“We conclude that in the field of public education the doctrine of ‘separate but equal’ has no place. Separate educational facilities are inherently unequal.” Opinion of the court delivered by Chief Justice Earl Warren.
When Mrs Evans asked us to write about our weekend for show and tell, I wasn’t sure that I’d have anything interesting to say. You see, I usually spend my weekends helping my mother clean the house, doing my homework and going to church with my parents. That’s nowhere near as fun as all the adventures I hear you guys talk about on Monday mornings.
This weekend was different though. This weekend was the first time I’d seen my daddy’s bright white smile since I’d said that I wanted to be President when I grew up. It was the first time my mother had cried happy tears since, well ever. This was the first time that I’d felt hope inside my little home.

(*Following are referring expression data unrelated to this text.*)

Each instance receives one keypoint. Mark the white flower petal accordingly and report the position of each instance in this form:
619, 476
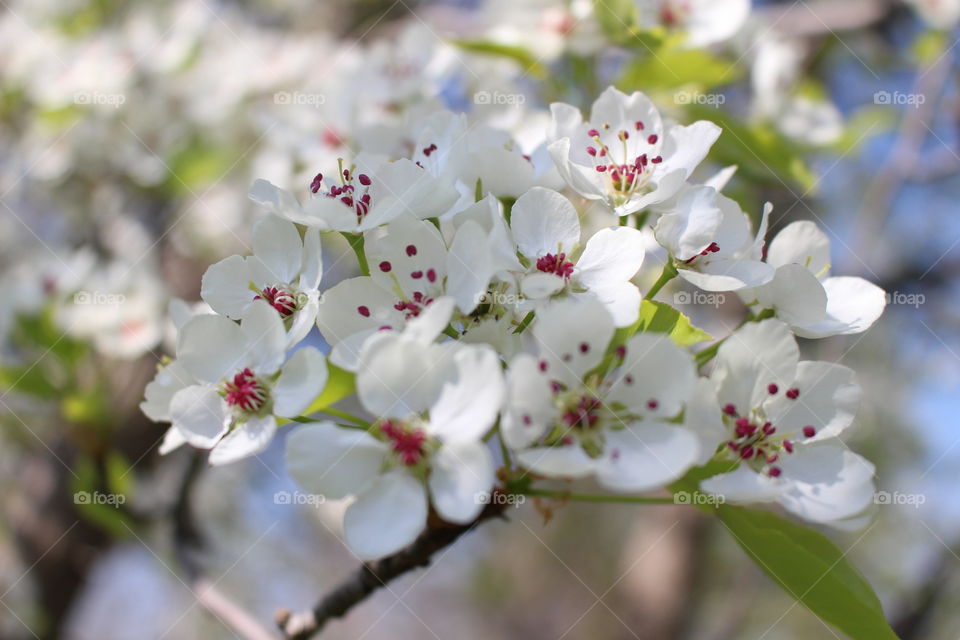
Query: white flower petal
386, 517
469, 265
828, 401
198, 412
248, 438
656, 377
752, 358
398, 376
685, 147
461, 477
691, 224
702, 418
573, 335
407, 251
356, 305
743, 485
265, 338
802, 243
611, 254
210, 347
468, 405
621, 299
160, 391
277, 201
277, 244
540, 286
332, 461
172, 440
311, 267
827, 483
797, 296
729, 275
853, 305
646, 456
568, 461
529, 406
226, 287
584, 180
301, 380
543, 221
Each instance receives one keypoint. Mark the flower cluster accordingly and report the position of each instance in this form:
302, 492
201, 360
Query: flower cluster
496, 333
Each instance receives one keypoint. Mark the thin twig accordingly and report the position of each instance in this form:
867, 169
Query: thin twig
373, 575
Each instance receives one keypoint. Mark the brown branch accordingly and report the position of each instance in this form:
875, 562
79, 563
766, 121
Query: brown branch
188, 542
373, 575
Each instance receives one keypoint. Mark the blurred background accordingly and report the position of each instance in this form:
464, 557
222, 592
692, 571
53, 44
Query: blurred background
130, 132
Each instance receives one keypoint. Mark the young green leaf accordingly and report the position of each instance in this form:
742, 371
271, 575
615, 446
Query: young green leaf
812, 569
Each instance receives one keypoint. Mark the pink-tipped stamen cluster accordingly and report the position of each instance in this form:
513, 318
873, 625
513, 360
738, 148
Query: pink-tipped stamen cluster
353, 191
630, 174
584, 414
409, 443
556, 264
245, 392
713, 247
755, 440
413, 307
674, 13
283, 301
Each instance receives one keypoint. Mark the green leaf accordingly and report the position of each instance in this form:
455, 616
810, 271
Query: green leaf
340, 384
617, 18
863, 125
198, 165
760, 151
102, 509
522, 56
31, 380
85, 407
812, 569
929, 46
660, 317
690, 69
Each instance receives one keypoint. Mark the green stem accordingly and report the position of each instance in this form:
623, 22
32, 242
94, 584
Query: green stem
709, 353
356, 243
525, 323
506, 455
669, 273
349, 417
450, 331
591, 497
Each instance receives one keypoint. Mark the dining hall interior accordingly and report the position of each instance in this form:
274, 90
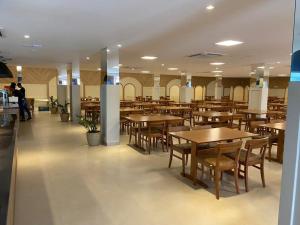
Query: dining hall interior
149, 112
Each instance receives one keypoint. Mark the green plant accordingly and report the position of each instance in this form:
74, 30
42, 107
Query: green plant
53, 102
90, 125
63, 108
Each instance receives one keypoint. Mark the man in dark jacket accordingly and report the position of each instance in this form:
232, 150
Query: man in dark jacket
23, 103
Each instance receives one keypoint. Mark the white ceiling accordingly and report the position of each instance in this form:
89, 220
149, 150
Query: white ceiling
170, 30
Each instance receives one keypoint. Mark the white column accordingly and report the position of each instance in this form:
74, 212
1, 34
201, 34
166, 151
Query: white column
289, 210
62, 84
75, 90
156, 87
290, 184
258, 95
19, 74
110, 96
218, 88
186, 89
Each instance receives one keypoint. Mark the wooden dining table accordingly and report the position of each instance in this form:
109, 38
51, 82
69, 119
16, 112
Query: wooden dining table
140, 119
280, 127
207, 136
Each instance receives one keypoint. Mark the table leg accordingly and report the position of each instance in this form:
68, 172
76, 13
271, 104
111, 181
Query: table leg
193, 169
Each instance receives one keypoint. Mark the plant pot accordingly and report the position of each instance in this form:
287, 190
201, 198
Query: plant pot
93, 139
64, 117
54, 110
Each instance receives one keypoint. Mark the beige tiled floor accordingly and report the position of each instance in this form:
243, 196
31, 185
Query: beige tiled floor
62, 181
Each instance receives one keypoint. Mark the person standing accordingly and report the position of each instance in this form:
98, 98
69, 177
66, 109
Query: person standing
23, 103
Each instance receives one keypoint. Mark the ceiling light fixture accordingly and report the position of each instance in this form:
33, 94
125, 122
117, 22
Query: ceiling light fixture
172, 68
146, 57
217, 63
229, 43
19, 68
210, 7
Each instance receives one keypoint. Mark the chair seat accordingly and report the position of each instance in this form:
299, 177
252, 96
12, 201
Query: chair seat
252, 158
225, 163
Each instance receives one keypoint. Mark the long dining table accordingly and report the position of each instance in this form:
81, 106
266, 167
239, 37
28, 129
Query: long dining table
207, 136
140, 119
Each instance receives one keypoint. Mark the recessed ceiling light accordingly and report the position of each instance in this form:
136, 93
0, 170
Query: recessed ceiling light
19, 68
172, 68
210, 7
229, 43
147, 57
217, 63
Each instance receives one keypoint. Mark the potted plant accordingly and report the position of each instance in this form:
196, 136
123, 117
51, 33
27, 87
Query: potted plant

Saturday and Sunday morning were the same as always. I cleaned, I studied, I prayed. At church I could tell that the grown folks were excited about something, but my mother always tells me not to ask about ‘adult business’ so I didn’t pry. I stood around quietly in my pretty lilac dress with matching shoes and gloves, as the hot sun threatened to ruin my curls and waited for my parents to finish their conversation. Every now and again I’d catch a word that I didn’t quite understand, like “desegregation” or “Supreme Court”. I didn’t have a clue what they were talking about but, everyone seemed very proud of a little girl called Linda Brown. This made me a little mad! I mean didn’t they see me standing there? I was being quiet and I thought that I looked cute. Yet they were more interested in a girl I’d never heard of. It didn’t even sound like she went to our church.
Later that day, when we finally arrived home and changed out of our Sunday best, my father called me into our living room. That’s when I saw that smile I told you about earlier. Even his eyes were glistening with happiness, an emotion my daddy rarely shows. He lifted me up onto his knee and told me to listen carefully to the radio. Again I heard words that I didn’t understand and the names of people I didn’t know. The newsreader kept on saying that the decision was “groundbreaking” and that black children in the South had been given “hope”. Then I heard her name again and I felt jealousy rising inside me, as they said Linda was “brave” and how “proud” we should be.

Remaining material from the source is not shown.